Thank you for taking the time to respond to my questions. Genuinely appreciated.

I have not considered the costs of sending all of our indexed data between regions using indexer replication. Like I said earlier, I'm very green to AWS, and to Splunk. I've been drinking from the learning firehose for ~12+ hours a day since early February and all I know is that I don't know nothing. At the moment we're only indexing ~25GB of data a day, so nothing record shattering, I don't believe the costs of replicating that data cross region would be all that high.

Our current indexer architecture is 3 indexers in each region, each indexer lives within it's own availability zone within that region. The indexers are clustered cross region for the purposes of DR / HA in terms of data availability. If we ever lose an entire region in AWS we still need to be able to search against events logged within that region. If you don't use indexer replication to replicate data how would you ensure your data is highly available and searchable across all regions in the event you lost all of your indexers within an affected region?

In regards to hard-coding / dynamically creating the configurations for my Heavy-Forwarders I realize this solution may not be optimal. However, the indexers should remain static once they are created and the forwarders within a specific region should only ever forward to the indexers within that region.
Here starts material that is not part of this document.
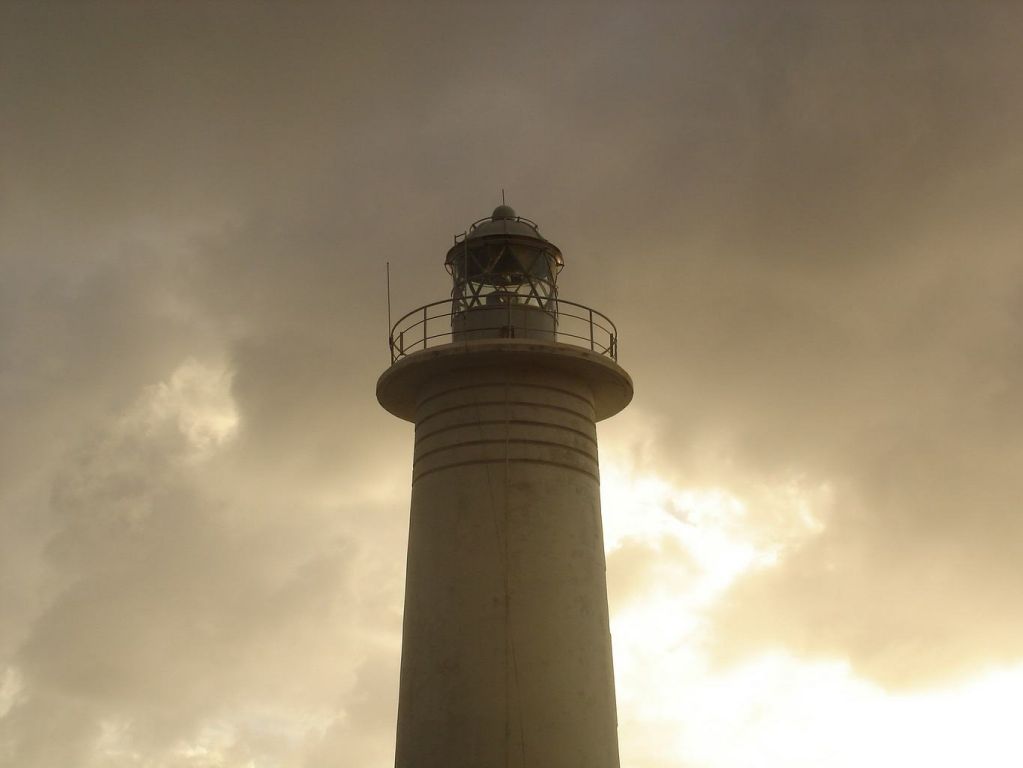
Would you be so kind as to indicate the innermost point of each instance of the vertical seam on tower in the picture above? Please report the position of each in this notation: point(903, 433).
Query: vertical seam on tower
point(507, 596)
The main problem I'm trying to solve here is reducing the number of Splunk dependencies that exist between regions.

For example, my current architecture requires all of my Splunk forwarders to check in with the deployment server / cluster master to pull their configs and retrieve a list of indexers to forward events on to (standard stuff AFAIK). However, the heavy forwarders that live within our production application VPCs cannot reach out to the shared services VPC cross region which is where the primary splunk DS / LS / MC and CM live.
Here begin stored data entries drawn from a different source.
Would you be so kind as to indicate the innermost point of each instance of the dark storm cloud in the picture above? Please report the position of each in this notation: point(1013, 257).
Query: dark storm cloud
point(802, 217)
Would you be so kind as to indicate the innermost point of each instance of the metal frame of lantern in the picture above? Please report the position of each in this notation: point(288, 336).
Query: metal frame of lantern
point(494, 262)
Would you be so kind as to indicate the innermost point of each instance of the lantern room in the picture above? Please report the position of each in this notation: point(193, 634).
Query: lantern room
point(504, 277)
To make things concrete, if I'm operating production out of region B, I would failover the primary DS / LS / MC from region A shared services, to region B shared services. The heavy forwarders in my prod subnet's in Region B will be able to pull their configurations from the Region B DS / LS / MC / CM as that communication is directly allowed. However, any heavy forwarders still running in Region A's prod subnet will loose their ability to speak to the DS / LS / MC / CM since prod region A is not allowed to speak to shared services region B.

Could you recommend any solutions that would allow us to avoid this pitfall? I'm currently toying with the following ideas:

1) I move the splunk HF's out of my Production App Tier and have them live solely in the shared services tier. Our prod apps (mainly docker containers) would then send events via HEC straight to the Shared services tiers. Shared services tier will always be allowed to communicate cross region meaning they will always be able to speak to the active DS / LS / MC / CM ensuring they always have a list of active indexer peers and up to date configs from the deployment server.

2) For my prod tier HF's I bootstrap these systems when they are created via cloudformation with the necessary configurations required for the HF to begin listening for incoming events over HEC, and the configs required for that forwarder to forward on to the indexers in that region.

3) In a similar vein to 2, I could create specific HF configurations for my prod tier that tell my prod tier HF's to forward events to the shared services VPC HFs. From there the shared services HF's could forward onto the necessary indexers. Again, shared services HF's will always be able to speak to the DS / LS / MC / CM cross region.

I almost wonder if it would be easier to re-architect our multi-site cluster into single standalone sites to eliminate each regions dependencies on one another. The question then becomes how to make the data from Region A available in region B and visa versa.